Remember what happened the last time investors got anxious about whether the company lost its innovation mojo when it lost Jobs? Apple lost a few hundreds billion dollars of market cap, that’s what. They do not want to see that happen again, not on their watch (no pun intended).
Besides, two years ago Cook agreed to forfeit up to a third of his stock-based compensation if Apple underperforms relative to the rest of the S&P 500 over an eight-year period. In other words, the guy’s got more than $100 million at stake. Bet you forgot about that.
There is simply too much on the line for them to screw it up.
It’s a key differentiator to drive iPhone sales
Analysts and pundits are all pondering whether the decision to tether the Watch to the iPhone was a smart one or not. They don’t get why Apple would limit its target market to just a fraction of smartphone users. They think it’s a missed opportunity to sell Watch to Android users.
Well, they’ve got it wrong. They’ve actually got it backwards. Think about it. The crown jewel of the Apple kingdom is the iPhone. That’s where Apple derives the majority of its revenue and profits. That’s the core of Apple’s ecosystem (no metaphor intended, either).
Selling Watch to Droid users isn’t nearly as important as using it as bait to attract competitors to iPhone and iOS. Apple’s goal is to get Droid users to iSwitch. And if the Watch’s innovation is far enough ahead of the competition that it takes a year or so for Samsung to clone its features, that’s a potential king’s ransom in market share gains.
Granted, the device still has to deliver the goods. We’ll get to that in a minute.
The Apple ecosystem has critical mass
In 2001 the Apple ecosystem consisted of iTunes. Today it also includes HomeKit, HealthKit, Car Play, Apple Pay, App Store, and now, WatchKit. Droid may have more market share but iOS is the premier platform with the highest quality apps and developers that represent an enormous flywheel that’s picking up speed.
There are so many “smart” movements afoot it isn’t funny: home automation, health and fitness monitoring, mobile payments, identity authentication, smart cars, smart wearables, and of course the long-awaited Web-TV convergence. There’s even a partnership between Apple and IBM deploying vertical apps into the enterprise.

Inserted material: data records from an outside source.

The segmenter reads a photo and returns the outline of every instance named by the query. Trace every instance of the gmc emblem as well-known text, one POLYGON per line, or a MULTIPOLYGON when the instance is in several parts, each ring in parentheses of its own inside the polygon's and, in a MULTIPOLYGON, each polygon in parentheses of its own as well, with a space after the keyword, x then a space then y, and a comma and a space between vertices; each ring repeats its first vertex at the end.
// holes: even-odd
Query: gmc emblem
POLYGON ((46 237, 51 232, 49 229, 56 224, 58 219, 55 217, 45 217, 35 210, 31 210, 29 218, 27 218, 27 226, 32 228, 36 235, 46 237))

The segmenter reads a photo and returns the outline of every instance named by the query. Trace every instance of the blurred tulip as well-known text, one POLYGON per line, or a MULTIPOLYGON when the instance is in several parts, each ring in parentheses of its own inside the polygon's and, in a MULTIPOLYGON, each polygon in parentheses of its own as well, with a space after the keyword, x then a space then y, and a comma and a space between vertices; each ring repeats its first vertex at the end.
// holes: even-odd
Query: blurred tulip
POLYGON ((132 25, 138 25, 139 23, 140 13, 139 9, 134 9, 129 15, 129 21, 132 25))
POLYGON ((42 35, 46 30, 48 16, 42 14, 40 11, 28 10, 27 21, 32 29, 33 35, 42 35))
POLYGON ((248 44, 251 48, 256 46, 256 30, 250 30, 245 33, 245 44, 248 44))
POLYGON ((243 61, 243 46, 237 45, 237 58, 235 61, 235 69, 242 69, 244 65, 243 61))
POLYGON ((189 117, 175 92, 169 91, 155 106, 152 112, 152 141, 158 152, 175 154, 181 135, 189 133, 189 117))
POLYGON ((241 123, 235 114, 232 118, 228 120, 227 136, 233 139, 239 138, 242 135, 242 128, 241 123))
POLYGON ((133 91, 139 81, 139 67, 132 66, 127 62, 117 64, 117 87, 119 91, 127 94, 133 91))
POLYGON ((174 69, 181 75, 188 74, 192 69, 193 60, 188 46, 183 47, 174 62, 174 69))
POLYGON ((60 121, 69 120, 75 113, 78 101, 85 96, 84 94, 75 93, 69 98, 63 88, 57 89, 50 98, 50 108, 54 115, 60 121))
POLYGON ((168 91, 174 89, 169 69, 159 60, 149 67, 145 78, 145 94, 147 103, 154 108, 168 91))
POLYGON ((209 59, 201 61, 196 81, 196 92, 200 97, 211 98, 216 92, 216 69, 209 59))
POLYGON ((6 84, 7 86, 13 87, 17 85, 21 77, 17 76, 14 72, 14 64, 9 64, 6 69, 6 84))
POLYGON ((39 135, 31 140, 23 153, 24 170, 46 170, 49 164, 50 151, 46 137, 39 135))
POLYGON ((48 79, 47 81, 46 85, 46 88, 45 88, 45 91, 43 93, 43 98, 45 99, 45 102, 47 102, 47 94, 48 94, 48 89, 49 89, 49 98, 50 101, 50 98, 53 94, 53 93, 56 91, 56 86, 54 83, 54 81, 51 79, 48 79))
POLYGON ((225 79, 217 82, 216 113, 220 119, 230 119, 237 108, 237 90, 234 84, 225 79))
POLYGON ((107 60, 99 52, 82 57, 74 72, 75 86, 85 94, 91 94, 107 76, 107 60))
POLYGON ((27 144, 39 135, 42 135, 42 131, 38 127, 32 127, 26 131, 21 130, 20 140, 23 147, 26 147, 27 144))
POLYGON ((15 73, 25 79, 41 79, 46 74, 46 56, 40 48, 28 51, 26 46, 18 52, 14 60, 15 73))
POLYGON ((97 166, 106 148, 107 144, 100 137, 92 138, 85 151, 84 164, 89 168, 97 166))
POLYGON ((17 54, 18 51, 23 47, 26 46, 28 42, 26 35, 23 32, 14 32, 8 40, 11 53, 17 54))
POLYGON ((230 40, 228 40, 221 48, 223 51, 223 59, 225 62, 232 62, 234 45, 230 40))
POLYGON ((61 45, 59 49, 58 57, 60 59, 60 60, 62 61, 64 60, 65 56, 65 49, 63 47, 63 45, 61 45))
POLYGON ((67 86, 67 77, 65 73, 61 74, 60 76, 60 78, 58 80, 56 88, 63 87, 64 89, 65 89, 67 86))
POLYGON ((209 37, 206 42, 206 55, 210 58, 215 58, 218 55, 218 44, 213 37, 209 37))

That means developers will flock to the Apple Watch and that means hot apps, momentum, and market share.
The future is hands-free
I don’t think anyone can predict Watch’s killer app or apps or which features might make it a must-have product, but I do know a hands-free device is destined to be a big part of your life and mine because life is better with two hands than one, simple as that.
Success in this category is really a question of coming up with a typically (for Apple) iconic blank slate device with an innovative interface, a flawless OS, and powerful, state-of-the-art hardware, and letting third-party developers do the rest. That’s exactly what Apple did with iPad.
Although nobody’s spent much time with Watch, it certainly appears to have those same bases covered, meaning it should have the same impact on the nascent wearable market. That’s why I think it will be a category killer plus a big differentiator for iPhone and a significant driver for Apple’s growing platform.
If that’s a convincing argument, and I think it is, then it’s a first since it doesn’t name a single device feature or function. And I stand by that analysis 100%. We’ll see if I’m right … again.